Dank Sebastian Fitzek wissen wir nun, dass Personen, die den Sitzplatz 7A in einer Passagiermaschine erwischt haben, sprichtwörtlich, die Hölle auf Erden gebucht haben, sollte dem Flugzeug die Turbine abhanden kommen, eine der Tragflächen Feuer fangen, oder der Pilot zum unerwarteten Sinkflug ansetzen. Das Wissen um die Tatsache, dass aus der Decke der Maschine jederzeit Sauerstoffmasken durchbrechen könnten, dürfte der angekratzten Phobie noch den Rest geben. Es ist außerdem gut zu wissen, dass der First-/ uns Businessclass eine geringere Überlebenswahrscheinlichkeit zugeschanzt wird, als es beispielsweise im hinteren Bereich der Fall ist. (49% Überlebensrate - Komfort hat eben seinen Preis! 😂) Damit wären Flugzeuge dennoch ungefähr doppelt so sicher wie Reisezüge und das Sterberisiko in einem Auto ist 104-mal höher. Noch gefährlicher ist Laufen oder Radfahren! 😂

Jetzt habe ich noch DIE Erkenntnis für euch: „Die Wahrscheinlichkeit, dass ausgerechnet SIE den fatalen Ernstfall erleben müssen, liegt selbst dann nur bei 1 zu 85.000, wenn Sie jeden Tag des Jahres 800 Kilometer fliegen würden“ (Spiegel Online vom 24.01.2017)

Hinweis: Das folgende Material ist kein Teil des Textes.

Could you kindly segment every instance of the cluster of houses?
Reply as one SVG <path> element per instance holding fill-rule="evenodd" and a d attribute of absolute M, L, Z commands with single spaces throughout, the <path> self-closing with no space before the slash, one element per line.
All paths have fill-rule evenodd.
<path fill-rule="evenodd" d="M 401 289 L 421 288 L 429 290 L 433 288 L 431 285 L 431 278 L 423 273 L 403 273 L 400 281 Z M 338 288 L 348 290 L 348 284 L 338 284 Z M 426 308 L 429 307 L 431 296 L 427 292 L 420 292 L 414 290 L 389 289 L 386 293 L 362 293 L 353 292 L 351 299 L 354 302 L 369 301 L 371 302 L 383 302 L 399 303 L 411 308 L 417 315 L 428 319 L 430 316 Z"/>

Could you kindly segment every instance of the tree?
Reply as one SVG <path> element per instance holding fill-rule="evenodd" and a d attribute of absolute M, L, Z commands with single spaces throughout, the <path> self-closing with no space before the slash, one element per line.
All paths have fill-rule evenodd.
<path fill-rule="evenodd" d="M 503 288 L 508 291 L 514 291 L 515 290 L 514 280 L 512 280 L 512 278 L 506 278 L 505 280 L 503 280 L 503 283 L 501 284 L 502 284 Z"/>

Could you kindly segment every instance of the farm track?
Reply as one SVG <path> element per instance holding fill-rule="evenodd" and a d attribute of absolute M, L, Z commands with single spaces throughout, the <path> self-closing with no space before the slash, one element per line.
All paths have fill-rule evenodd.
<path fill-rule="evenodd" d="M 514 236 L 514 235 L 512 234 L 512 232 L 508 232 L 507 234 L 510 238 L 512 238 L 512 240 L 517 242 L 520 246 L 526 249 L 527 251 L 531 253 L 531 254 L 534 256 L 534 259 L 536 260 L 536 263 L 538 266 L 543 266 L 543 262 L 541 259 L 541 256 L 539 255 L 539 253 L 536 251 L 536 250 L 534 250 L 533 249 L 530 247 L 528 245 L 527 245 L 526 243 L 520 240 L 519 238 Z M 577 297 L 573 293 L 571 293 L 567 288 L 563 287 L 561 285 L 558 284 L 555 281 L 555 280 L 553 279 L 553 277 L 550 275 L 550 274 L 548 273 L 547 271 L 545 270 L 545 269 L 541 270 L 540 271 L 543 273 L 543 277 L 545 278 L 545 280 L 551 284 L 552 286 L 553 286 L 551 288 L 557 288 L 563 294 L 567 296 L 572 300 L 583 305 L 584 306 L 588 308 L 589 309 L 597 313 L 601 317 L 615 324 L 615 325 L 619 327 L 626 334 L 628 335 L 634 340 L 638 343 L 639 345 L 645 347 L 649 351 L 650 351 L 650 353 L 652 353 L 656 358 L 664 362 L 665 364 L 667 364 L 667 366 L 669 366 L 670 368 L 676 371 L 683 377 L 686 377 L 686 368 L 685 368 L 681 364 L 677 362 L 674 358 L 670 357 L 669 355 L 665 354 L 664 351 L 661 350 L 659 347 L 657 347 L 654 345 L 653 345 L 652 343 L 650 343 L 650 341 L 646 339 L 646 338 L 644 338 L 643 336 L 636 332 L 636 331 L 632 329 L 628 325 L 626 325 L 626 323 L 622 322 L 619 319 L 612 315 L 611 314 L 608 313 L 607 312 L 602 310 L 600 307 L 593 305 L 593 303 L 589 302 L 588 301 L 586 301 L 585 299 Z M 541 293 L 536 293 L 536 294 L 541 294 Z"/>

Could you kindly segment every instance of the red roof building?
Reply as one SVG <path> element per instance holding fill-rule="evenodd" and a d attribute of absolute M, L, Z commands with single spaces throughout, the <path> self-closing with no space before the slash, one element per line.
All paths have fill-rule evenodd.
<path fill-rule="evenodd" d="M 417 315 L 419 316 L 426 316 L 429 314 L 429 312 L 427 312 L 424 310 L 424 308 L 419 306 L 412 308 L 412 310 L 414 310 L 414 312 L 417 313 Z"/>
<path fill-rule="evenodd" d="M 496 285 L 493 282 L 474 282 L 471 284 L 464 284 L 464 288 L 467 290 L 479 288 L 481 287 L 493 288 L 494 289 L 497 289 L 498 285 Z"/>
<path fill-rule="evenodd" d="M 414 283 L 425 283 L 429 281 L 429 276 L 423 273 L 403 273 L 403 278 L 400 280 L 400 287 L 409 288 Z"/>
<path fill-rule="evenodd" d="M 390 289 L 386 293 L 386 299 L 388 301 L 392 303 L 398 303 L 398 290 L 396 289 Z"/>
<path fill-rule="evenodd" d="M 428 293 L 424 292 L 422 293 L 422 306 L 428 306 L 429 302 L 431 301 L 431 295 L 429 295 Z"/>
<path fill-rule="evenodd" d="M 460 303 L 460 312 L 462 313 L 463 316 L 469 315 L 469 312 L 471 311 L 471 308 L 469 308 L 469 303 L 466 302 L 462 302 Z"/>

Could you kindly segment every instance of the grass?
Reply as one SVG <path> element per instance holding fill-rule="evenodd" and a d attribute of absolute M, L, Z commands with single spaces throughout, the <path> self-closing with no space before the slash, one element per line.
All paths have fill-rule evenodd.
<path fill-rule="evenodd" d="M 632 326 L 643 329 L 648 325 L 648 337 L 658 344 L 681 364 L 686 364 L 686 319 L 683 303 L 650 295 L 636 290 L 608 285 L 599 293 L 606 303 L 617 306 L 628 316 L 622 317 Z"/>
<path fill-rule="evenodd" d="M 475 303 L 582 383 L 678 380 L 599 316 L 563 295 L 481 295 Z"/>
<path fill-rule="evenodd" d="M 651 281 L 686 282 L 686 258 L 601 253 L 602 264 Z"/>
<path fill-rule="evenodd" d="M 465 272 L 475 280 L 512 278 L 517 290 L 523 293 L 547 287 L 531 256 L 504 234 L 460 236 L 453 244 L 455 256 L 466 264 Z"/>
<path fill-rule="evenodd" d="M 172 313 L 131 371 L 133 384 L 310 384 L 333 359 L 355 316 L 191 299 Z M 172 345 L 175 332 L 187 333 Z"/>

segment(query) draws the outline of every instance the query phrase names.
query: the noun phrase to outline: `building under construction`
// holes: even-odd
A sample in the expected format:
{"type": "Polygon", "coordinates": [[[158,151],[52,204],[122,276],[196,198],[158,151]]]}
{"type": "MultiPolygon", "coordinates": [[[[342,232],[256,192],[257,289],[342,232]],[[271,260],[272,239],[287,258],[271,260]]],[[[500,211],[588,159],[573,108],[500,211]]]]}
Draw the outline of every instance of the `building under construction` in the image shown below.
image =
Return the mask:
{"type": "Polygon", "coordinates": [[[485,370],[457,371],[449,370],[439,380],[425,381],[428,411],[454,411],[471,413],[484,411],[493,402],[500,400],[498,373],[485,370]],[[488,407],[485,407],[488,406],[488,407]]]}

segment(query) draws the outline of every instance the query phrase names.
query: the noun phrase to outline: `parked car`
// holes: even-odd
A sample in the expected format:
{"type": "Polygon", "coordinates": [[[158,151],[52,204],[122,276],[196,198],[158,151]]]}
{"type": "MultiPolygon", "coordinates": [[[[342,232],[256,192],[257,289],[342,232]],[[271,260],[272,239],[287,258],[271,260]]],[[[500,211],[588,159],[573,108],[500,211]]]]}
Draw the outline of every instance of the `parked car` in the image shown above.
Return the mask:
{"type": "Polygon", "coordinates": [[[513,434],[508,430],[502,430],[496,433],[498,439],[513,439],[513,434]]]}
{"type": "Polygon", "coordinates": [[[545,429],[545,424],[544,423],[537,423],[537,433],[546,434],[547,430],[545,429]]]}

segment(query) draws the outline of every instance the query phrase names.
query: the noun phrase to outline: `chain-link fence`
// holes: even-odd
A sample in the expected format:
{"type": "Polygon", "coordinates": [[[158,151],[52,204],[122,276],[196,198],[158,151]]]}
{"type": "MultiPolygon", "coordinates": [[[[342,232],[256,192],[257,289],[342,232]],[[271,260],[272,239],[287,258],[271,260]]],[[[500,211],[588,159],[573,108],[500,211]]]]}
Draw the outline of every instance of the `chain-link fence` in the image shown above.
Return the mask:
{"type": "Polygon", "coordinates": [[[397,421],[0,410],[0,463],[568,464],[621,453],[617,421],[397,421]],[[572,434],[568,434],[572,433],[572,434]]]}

Die einzelen Storys, die King sich für dies Anthologie ausgesucht hat, könnten das heikle Thema nicht besser beleuchten. In fiktiver Erzählform haben es sich einige Autoren zur Aufgabe gemacht, Horrorszenarien in luftiger Höhe bis an den Rand der Vorstellungskraft zu treiben. Kurzgeschichten aus deru Feder von beispielsweise Dan Simmons (Terror), Peter Tremayne (Ihr Los ist Finsternis), Joe Hill (Fireman) und Arthur Conan Doyle (Sherlock Holmes) sorgen für das nötige Grauen. Der größte Vorteil von Anthologien markiert gleichzeitig auch den negativsten Aspekt einer solchen Geschichtensammlung: Diversifikation. Einerseits erlebt man die bunte Vielfalt, die Flexibilität, da viele unterschiedliche Erzählungen warten. Die Entscheidung liegt quasi beim Leser selbst, welchen Handlungen er folgen will, welche er beiseite schiebt. Andererseits wird man aufgrund der überschaubaren Länge, nie wirklich Teil der Geschichte. Wird man erst mal mit den Charakteren vertraut, steuert man auch schon dem Ende entgegen.

Die beiden Herausgeber haben hier aber eine wirklich starke Auswahl getroffen und jede Menge charakteristische Autoren augewählt, die dem Thema Flugangst ihren ganz persönlichen Stempel aufgedrückt haben.


Inhaltsangabe:


Nichts ist Stephen King ein größerer Gräuel, als fliegen zu müssen. Zusammen mit Mitherausgeber Bev Vincent teilt er nun seine Flugangst mit seinen Lesern. Die Anthologie versammelt alles, was gründlich schiefgehen kann, wenn man sich auf 30.000 Fuß Höhe mit 500 Knoten in einem Metallgefährt (einem Sarg?) durch die Lüfte bewegt. Flugreisen verwandeln sich hier schnell in Albträume, auf die man nie im Leben gekommen wäre. Da überlegt man es sich lieber zweimal, ob der Weg zum Ziel nicht in einer letzten Reise mündet.